Il permet ainsi à des militaires d’être logés temporairement si la ville ne dispose pas de caserne pour les accueillir. Cette pratique vaut aussi en temps de paix, lors des manœuvres, etc. Il est très utilisé pour réquisitionner les logements pour les nombreux mercenaires étrangers de l’armée napoléonienne qui avaient « un nom à coucher dehors », d’où l’expression « à coucher dehors avec un billet de logement ». Cette pratique n’est pas spécifiquement française : elle s’observe dans d’autres pays.

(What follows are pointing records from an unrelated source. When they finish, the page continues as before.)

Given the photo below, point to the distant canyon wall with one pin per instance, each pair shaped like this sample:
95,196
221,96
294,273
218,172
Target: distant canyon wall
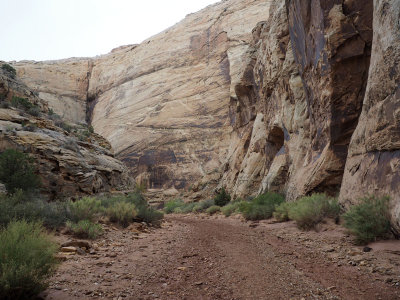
163,104
291,96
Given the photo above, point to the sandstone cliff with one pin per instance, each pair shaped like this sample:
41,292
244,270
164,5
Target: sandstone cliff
293,96
373,164
69,159
163,104
296,113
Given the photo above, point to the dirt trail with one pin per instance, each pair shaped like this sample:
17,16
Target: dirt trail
196,257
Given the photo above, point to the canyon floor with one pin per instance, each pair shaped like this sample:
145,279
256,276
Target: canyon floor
202,257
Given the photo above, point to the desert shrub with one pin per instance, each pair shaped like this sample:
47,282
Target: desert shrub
26,260
85,229
9,69
202,206
187,207
178,210
369,220
222,198
144,212
20,206
281,212
140,187
231,208
171,205
86,208
213,209
311,210
17,171
261,207
122,213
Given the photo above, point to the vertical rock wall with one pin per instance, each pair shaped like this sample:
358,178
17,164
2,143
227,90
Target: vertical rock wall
373,164
300,97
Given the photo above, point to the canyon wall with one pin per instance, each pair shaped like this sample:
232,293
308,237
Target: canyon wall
373,164
300,98
290,96
69,160
163,104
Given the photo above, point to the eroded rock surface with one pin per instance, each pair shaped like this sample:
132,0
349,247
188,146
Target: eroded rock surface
295,113
373,164
251,95
68,164
163,104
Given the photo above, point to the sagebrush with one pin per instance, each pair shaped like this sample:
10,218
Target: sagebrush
261,207
369,220
26,260
311,210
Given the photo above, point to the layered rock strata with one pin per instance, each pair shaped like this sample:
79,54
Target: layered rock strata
163,104
251,95
300,98
68,166
373,163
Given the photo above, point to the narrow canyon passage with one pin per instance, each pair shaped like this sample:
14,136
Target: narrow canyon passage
197,257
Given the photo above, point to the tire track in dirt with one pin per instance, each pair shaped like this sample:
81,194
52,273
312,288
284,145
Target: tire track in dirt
194,257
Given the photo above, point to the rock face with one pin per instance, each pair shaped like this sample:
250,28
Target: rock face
163,104
62,84
67,165
295,114
373,164
298,96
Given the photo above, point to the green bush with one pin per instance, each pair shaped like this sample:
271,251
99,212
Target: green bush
231,208
17,171
171,205
86,208
144,212
122,213
21,206
311,210
222,198
85,229
202,206
188,207
213,209
178,210
9,69
369,220
261,207
26,260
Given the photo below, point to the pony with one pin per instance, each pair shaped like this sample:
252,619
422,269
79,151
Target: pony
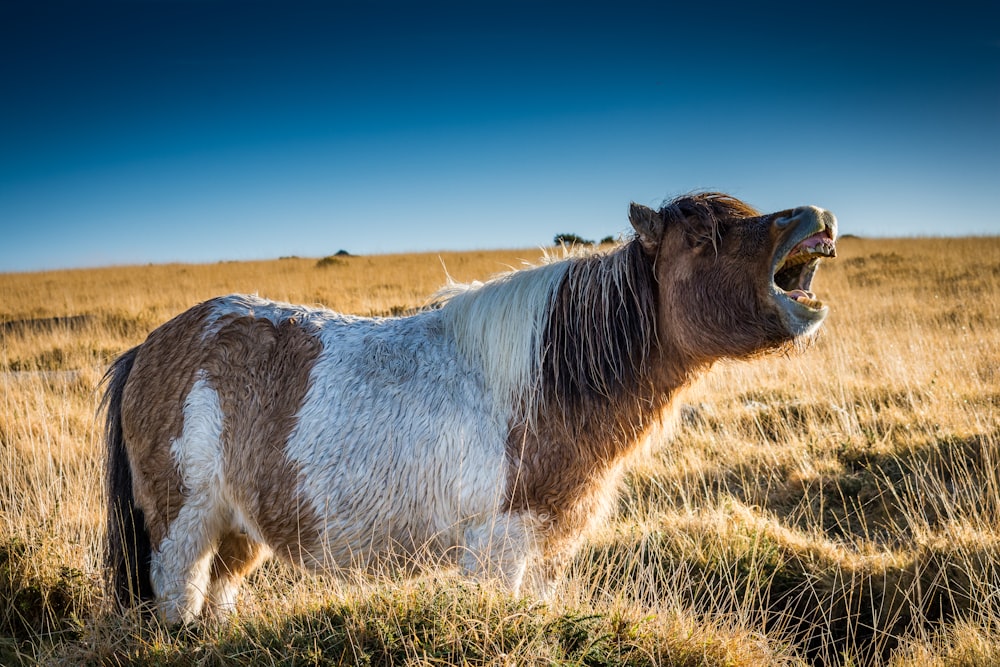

Il s’agit d’un travail exceptionnel en huile sur panneau dépeignant avec des couleurs vives et des détails parfaits une paire de soldats livrant un billet à un compatriote.  Les deux soldats semblent épuisés, sales et transpirant, alors qu’un vieil homme prend connaissance du document.  L’arrière-plan s’estompe, laissant place aux maisonnettes du village et au sentier sinueux sur lequel des poulets se promènent librement. Au premier plan les trois figures sont absolument nettes, vivantes et expressives.  Tous les détails sont saisis avec justesse, des boucles d’oreilles aux traits marqués du vieux civil aux jambes boueuses des soldats.

« M. Julien Le Blant n’a plus consacré son pinceau aux hauts faits des chouans ; il a bien fait, car son Billet de logement est un tableautin où un petit incident des guerres héroïques de la Révolution est reproduit avec une finesse et un esprit de bon aloi. » (La République française 12 mai 1890)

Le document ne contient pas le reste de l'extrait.